Now lets talk about OpenAppID. For that to work you must have two different kinds of rules downloaded (or else custom created by you, the admin). One requirement is the OpenAppID rule stubs that come from the Snort VRT. That set of stubs defines the applications that Snort OpenAppID can detect and gives Snort the internal "how-to" instructions for detection. The other required piece of OpenAppID is a set of text rules that leverage those detector stubs to actually scan traffic and produce alerts. This latter set of text rules tells Snort which applications you want to look for. You must either write these text rules yourself, or you can take advantage of a starter-set of OpenAppID text rules created by a group at a University in Brazil. You can enable the download of these starter rules on the GLOBAL SETTINGS tab of Snort where you enable the download of the OpenAppID stub rules. Then on the CATEGORIES tab you can enable one or more categories of OpenAppID rules. But be aware these categories were created by a team of volunteers (University students, actually), so they may not be complete. Additionally, they have not been updated in several years. Thus many more modern applications are missing detection rules and thus won't be detected by Snort using these OpenAppID starter rules. So for any missing applications in the starter rules package, you would need to create your own Custom Rules containing the necessary syntax. You can find out more about writing OpenAppID rules here:

https://blog.snort.org/2014/04/openappid-application-rules.html

You can search on Google for other OpenAppID tutorials. Be aware that most of the recent effort with OpenAppID has been targeted for Snort3 and not legacy Snort as used on pfSense. The pfSense package is based on Snort 2.9.x and is NOT compatible with Snort3 rules! Do not attempt to use any Snort3 rules on pfSense. Doing so will totally break the Snort package on pfSense.

@spacey said in Suricata V3.0 Inline Mode:

@bmeeks Get go* the sample.conf files shouldn't have #comments and should just be enabled

The comments are there to be instructive so the admin can see how to customize their rules. The whole purpose of that tab is to allow customization of rules depending upon the network environment.

I am still not understanding what you are asking for. With an IDS/IPS, there is no one-size-fits-all setup. That's why a lot of experience and knowledge about threats and exposures is required in order to be a qualified IDS/IPS administrator. You pick and choose the rules using knowledge of the specific exposures/vulnerabilities present in your individual network.

You may be hitting this bug I found posted over on the upstream Suricata Redmine site: https://redmine.openinfosecfoundation.org/issues/5247. Suricata is a multithreaded application, and thus has some special logic for handling flows in a multithreaded environment. Sometimes that special logic fails, though, at assigning a flow to the correct thread. So if the logic gets confused and assigns part of the flow conversation to one thread, but the other part of the flow conversation to another thread, you could then see this error.

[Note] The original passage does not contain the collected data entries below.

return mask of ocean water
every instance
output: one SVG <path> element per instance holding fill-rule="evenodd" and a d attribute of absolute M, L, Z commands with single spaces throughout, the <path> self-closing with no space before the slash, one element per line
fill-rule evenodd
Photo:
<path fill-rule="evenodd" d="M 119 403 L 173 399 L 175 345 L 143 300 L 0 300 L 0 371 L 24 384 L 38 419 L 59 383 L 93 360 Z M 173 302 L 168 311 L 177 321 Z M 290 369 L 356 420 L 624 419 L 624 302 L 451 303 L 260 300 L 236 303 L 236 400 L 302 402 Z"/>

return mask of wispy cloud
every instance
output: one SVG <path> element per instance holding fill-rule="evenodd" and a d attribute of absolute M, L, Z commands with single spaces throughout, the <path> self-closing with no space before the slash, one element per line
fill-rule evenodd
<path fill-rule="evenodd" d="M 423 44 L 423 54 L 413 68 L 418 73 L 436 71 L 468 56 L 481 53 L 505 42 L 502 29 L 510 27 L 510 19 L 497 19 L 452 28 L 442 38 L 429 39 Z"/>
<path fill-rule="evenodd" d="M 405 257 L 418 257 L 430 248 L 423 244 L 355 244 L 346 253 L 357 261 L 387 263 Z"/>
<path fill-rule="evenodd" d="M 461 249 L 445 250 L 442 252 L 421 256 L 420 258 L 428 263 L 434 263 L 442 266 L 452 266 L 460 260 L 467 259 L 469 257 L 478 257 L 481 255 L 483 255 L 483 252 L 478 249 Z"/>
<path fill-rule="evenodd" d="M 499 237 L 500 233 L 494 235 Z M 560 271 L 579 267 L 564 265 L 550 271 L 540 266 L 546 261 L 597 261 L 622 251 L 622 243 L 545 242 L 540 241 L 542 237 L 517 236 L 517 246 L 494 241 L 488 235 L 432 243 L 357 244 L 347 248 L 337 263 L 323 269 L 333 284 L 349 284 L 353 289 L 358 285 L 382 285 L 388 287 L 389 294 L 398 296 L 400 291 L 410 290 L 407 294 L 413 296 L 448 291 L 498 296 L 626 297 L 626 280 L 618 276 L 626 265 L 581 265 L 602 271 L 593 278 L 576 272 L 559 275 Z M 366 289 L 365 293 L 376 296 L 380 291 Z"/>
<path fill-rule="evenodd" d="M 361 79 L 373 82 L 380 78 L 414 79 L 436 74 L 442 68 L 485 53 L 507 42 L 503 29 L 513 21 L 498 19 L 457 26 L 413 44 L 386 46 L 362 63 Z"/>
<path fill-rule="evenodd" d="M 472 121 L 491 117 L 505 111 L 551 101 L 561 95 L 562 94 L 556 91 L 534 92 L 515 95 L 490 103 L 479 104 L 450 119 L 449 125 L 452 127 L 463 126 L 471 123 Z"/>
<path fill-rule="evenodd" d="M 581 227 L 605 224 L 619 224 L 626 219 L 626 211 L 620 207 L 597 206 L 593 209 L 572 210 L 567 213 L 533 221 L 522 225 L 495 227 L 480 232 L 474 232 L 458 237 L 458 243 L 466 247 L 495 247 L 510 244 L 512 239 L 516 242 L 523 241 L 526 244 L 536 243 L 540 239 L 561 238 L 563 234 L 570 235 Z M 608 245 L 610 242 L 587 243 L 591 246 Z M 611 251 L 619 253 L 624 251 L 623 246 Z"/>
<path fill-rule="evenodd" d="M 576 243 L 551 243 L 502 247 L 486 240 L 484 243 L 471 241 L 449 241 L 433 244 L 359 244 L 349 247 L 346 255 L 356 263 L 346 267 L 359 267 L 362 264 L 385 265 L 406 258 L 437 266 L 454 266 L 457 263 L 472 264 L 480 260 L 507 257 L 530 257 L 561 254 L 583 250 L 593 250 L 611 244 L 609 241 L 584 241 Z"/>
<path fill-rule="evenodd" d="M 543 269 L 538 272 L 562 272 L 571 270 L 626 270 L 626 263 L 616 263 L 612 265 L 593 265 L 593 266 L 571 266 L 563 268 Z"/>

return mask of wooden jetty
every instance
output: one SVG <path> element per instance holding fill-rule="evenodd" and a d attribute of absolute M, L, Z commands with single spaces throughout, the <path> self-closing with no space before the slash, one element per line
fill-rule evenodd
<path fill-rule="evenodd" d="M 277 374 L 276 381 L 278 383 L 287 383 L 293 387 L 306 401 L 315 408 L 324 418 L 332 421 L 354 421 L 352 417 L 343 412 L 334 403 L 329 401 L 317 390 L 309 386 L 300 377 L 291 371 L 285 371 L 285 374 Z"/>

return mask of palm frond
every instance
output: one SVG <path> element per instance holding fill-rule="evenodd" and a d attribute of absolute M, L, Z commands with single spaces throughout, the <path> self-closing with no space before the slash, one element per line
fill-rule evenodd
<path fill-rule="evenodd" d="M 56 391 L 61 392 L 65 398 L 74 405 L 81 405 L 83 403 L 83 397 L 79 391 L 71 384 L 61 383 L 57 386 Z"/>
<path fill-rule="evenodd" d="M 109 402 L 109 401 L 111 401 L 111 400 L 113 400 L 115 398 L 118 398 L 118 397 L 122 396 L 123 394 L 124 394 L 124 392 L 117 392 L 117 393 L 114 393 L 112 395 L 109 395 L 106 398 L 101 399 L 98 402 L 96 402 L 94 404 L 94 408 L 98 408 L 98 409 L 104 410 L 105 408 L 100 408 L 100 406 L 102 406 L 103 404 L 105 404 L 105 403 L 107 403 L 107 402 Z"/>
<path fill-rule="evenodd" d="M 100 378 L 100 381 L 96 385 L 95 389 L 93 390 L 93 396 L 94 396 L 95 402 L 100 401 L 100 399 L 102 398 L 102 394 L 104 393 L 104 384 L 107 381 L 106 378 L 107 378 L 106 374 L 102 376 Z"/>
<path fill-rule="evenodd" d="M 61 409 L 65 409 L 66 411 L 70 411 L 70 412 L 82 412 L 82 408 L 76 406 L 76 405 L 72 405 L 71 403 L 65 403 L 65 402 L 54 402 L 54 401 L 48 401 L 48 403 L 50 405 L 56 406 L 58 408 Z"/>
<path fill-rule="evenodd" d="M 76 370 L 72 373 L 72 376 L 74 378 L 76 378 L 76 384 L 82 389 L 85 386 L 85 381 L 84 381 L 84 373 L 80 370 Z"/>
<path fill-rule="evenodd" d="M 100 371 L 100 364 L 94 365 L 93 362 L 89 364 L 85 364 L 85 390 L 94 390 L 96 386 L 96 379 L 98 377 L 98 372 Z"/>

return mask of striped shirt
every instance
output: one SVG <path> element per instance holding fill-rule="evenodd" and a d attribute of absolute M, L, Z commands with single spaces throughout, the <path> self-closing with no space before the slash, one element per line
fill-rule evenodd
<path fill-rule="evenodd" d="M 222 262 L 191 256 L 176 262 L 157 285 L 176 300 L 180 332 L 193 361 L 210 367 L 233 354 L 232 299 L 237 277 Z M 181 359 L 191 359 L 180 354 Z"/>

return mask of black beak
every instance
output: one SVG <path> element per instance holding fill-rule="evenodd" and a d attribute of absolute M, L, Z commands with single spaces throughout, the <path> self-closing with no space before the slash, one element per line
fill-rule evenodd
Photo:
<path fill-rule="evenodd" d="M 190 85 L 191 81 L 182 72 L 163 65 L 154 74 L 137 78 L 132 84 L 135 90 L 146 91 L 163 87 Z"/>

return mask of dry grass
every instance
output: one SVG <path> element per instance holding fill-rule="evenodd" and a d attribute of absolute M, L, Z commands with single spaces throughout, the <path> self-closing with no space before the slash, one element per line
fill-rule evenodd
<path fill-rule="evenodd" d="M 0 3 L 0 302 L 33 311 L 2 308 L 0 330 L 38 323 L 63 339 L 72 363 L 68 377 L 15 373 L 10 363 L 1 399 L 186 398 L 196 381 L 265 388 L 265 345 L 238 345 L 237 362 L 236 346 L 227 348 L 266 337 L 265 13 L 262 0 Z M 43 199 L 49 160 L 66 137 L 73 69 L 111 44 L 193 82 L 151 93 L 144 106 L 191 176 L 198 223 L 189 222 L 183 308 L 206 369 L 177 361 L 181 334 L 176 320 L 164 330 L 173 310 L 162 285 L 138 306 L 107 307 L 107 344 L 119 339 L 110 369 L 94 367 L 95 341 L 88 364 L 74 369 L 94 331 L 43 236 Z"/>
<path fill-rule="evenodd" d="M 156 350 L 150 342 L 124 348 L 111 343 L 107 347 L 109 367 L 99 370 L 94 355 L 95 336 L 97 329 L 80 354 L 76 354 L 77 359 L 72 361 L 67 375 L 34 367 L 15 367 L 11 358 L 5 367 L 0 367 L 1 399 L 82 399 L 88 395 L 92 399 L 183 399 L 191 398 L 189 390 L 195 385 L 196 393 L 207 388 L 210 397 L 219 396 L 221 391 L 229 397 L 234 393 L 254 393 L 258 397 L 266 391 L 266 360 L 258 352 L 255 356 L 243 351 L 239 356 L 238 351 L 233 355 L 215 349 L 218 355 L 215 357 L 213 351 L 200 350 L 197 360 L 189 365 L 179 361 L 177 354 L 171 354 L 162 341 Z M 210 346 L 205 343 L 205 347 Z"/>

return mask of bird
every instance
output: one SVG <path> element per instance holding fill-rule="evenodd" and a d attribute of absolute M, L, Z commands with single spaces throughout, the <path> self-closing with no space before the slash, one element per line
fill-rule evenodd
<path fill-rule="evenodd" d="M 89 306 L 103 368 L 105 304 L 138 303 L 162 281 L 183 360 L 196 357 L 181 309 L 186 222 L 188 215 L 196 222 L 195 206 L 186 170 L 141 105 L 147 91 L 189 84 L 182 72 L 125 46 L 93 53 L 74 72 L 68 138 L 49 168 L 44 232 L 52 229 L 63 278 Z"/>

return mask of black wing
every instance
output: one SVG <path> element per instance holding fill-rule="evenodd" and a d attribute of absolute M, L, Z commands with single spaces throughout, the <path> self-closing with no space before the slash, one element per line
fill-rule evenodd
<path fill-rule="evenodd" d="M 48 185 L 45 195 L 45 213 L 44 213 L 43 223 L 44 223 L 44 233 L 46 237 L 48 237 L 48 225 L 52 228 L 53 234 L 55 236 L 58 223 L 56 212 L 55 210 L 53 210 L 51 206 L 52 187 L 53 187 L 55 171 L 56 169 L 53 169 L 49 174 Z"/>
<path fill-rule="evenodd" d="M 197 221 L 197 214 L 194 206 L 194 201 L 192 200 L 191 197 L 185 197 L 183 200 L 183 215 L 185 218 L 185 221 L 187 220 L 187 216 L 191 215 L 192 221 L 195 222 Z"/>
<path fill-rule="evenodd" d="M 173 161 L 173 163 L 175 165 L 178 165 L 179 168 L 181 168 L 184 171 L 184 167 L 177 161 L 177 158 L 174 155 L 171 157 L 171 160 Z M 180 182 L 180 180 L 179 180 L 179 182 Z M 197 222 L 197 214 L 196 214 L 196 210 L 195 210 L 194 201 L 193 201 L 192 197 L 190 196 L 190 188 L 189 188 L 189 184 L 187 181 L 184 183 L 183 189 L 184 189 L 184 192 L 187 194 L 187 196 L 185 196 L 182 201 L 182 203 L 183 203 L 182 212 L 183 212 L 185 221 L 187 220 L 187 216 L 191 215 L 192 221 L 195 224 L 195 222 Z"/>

But remember those applayer rules are just informational. One triggering does not automatically mean "malware" is present. They are finding and alerting on abnormalities in traffic flow. However, the rules can misfire or may even be buggy sometimes.

@steveits Thank you so much for you advice!! I tracked the location of that IP and just emailed the company, explaining what's happening. The most intriguing part is that the IP is from the agency that registers and maintains all".br" websites here in Brazil, maybe they were victims of some kind of attack.